Puerto Rico will skirt a catastrophic default on the vast majority of more than $1 billion in bond payments due in early January, an outcome that required island officials to raid cash set aside to pay other debts.
The financial maneuvers will allow the cash-strapped territory to escape default on all but $37.3 million owed to creditors, a relatively small default that marks the second time since August that it will have missed a bond payment.
The moves allow Puerto Rico to buy time as officials hope Congress will help restructure its staggering debt burden. But with the island suffering from a decade-long recession that has shrunk tax revenue and ignited a large migration to the mainland, officials said major defaults loom in May unless lawmakers give the territory an orderly process for restructuring its debt.
“The use of over $100 million in reserved funds to make debt service payments for several of the Commonwealth’s issuers should underscore that the Commonwealth is running out of options to pay its debt,” Melba Acosta Febo, president of Puerto Rico’s Government Development Bank, said in a statement.
As a territory, Puerto Rico lacks the option of bankruptcy that has been used successfully in cities and counties grappling with suffocating debt, including Detroit, Vallejo, Calif., and Jefferson County, Ala.
The Treasury Department has joined with Puerto Rican officials to press members of Congress to pass legislation enabling the commonwealth to seek Chapter 9 protection from creditors or create a financial control board that would have enough authority to coerce recalcitrant bondholders to join a restructuring plan.
“Today’s announcement that Puerto Rico will miss additional payments demonstrates the gravity of the Commonwealth’s fiscal crisis and the need for Congress to act now,” a Treasury spokesman said in a statement Wednesday. “Puerto Rico is at a dead end, shifting funds from one creditor to pay another and diverting money from already-depleted pension funds to pay both current bills and debt service.”

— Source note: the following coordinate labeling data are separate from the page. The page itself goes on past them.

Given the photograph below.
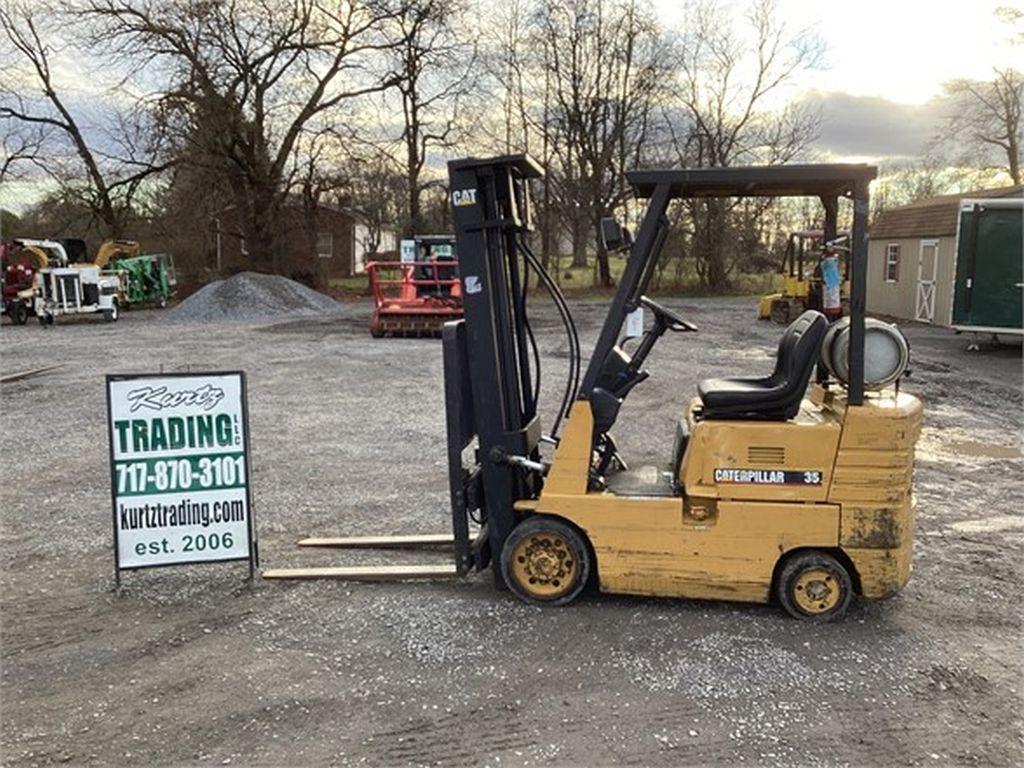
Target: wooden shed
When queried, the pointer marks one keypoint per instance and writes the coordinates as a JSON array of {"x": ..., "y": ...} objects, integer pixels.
[
  {"x": 911, "y": 257},
  {"x": 313, "y": 246}
]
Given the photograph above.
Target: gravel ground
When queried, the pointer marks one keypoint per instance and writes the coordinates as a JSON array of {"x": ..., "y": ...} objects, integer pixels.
[
  {"x": 192, "y": 666},
  {"x": 251, "y": 296}
]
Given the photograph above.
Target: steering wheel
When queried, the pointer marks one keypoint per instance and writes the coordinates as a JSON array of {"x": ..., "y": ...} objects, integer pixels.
[{"x": 668, "y": 317}]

Congressional Republicans generally have opposed granting a bankruptcy option to Puerto Rico, which some members liken to a bailout even though it would not cost any taxpayer money. Others want Puerto Rico — which has slashed public pensions, cut jobs, and withheld income tax refunds to stay afloat financially — to do more to trim spending and free money to pay creditors.
Still, House Speaker Paul D. Ryan (R-Wis.) has said that the House would work to craft a legislative package by the end of March to deal with Puerto Rico’s financial problems — a pledge that has left some Puerto Rican leaders cold.

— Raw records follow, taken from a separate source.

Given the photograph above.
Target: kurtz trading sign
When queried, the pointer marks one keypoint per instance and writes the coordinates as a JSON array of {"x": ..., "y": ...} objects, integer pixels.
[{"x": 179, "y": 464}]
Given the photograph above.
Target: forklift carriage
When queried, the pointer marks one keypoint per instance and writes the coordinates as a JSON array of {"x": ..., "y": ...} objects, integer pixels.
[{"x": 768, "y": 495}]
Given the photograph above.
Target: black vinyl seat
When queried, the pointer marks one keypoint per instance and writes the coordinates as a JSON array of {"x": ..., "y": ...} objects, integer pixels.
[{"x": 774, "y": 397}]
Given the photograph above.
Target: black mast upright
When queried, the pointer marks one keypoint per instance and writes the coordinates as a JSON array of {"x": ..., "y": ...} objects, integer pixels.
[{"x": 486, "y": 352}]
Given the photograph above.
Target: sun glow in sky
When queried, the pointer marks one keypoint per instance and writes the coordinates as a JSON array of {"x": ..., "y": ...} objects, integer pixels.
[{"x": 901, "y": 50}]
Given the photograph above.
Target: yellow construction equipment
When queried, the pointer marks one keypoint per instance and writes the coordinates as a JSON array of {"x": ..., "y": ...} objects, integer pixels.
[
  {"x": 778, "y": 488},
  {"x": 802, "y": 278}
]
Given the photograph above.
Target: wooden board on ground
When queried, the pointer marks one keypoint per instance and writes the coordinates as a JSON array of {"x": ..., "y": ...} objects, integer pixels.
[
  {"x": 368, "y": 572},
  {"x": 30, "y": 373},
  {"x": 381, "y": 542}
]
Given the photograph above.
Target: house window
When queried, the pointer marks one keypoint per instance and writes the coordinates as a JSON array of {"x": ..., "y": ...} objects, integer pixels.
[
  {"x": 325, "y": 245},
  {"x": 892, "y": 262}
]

“These payments are due now,” Puerto Rico Gov. Alejandro Garcia Padilla said in a speech Wednesday.
In late June, Garcia Padilla called the territory’s more than $70 billion debt “unpayable.” The debt had mounted over the years as a succession of leaders relied on loans to plug increasing budget shortfalls. The cycle of deficits and borrowing was exacerbated by the fact that Puerto Rican bonds were long seen as attractive because money that investors earned on them is shielded from federal, state and local taxes.
The island’s economy has been in free fall since 2006 when a lucrative tax break that lured manufacturers was phased out. Now, just 40 percent of adults in Puerto Rico are in the labor force. Unemployment has been in double digits for the past 15 years. The bleak economy has caused the largest migration of Puerto Ricans to the mainland since the 1950s.